I can, however, at least try to direct you all towards the right direction.

[kb5ysc]

well i am the guy on ebay, kb5ysc yea the one who posted on here and my post was killed. well lets see yes i am using the 3 switches, i had it installed for almost 1 month. no problems

 

here some of the messages i got from the users of avic411

 

it is going to crash after 3500 miles, well 6000 miles so far. still works.

 

will have to reset uint everyday. nope not yet. still working

 

look i would love to have a mod that lets me drive and watch video and nav at the same time, but so far no go.

 

but for now the 3 switches works, hack mod works. but if someone will come out with a better mod, i take my hat off to you. I used to be a computer programer a long time ago, and I think the rewriting the code might be the best way. good luck, i have not pulled the HDD yet, You guys keep working on it.

 

oh yea my newest mod is how to backup a new 07 dodge with the door open and the horn starts blowing. stupied dodge, put a cable crimp on the seat belt wire, now i can backup with door open, and no horn going off.

[mdyod]

well i am the guy on ebay.....

 

which raises the question. What about those guys on ebay?

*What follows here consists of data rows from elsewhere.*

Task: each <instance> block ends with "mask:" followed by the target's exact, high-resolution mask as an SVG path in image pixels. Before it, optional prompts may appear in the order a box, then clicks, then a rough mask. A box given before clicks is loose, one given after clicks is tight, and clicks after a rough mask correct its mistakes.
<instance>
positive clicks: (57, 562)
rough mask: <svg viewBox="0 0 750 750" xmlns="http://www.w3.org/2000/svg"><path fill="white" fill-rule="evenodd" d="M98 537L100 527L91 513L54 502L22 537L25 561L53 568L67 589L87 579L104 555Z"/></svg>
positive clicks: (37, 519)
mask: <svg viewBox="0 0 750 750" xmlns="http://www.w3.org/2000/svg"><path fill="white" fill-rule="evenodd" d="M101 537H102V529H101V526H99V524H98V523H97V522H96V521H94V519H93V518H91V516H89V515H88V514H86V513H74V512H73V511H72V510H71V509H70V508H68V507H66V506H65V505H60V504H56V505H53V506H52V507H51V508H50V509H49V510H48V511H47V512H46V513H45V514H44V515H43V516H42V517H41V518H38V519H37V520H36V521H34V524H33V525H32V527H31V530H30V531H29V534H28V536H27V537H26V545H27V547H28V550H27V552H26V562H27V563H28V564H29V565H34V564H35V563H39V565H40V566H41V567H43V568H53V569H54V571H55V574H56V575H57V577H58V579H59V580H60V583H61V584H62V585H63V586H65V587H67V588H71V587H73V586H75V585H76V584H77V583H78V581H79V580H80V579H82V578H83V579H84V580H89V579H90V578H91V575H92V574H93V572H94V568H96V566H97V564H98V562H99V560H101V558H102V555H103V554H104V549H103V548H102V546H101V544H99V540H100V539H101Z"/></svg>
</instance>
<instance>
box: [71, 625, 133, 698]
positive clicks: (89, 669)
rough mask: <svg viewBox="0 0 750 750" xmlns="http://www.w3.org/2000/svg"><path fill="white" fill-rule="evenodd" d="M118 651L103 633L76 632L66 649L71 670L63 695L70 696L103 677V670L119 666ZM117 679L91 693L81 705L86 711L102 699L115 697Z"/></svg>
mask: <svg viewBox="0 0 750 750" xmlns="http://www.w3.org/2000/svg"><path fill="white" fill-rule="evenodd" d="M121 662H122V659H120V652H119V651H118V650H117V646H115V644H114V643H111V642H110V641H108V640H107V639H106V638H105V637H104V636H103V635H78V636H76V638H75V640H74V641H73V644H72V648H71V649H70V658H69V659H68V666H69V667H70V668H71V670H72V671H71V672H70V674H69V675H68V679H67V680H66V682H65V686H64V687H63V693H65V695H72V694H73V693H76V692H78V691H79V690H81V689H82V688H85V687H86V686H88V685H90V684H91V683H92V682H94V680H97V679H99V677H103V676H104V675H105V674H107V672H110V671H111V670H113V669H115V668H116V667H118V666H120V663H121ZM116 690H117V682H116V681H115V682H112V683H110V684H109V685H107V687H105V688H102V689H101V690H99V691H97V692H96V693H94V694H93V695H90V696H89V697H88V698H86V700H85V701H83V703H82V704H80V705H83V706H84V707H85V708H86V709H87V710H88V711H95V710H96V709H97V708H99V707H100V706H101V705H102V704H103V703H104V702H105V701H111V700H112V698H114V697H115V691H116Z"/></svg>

Goto ebay and search using "Z2 Bypass" and you will find at least 3 guys selling an unlock scheme. has any one tried any of these?

 

D

[kb5ysc]

i am one of the guys selling the mod on ebay. i had 19 people buy it, no complants...

[ducatiboy]

well i am the guy on ebay, kb5ysc yea the one who posted on here and my post was killed. well lets see yes i am using the 3 switches, i had it installed for almost 1 month. no problems

 

I don't think it was killed. It was just edited. And it's not a bypass, it's just a hack to make the unit think it's stationary.

 

And I have seen those fail within a couple miles to a couple hundred. I have never seen those actually function correctly for very long. Not on the Z1 or the Z2.

 

And it depends on how much you use it or don't. If you have it flipped on and use the video in motion all the time and never use the nav, it will work MUCH longer. Why some fail real quick and some last longer, I don't know why. I think it has something to do with the calibration of the system.

 

I wish I could pin down why those are unreliable, but I haven't figured it out. But I have not seen any of those last. I'm glad you have someone which has had luck with it.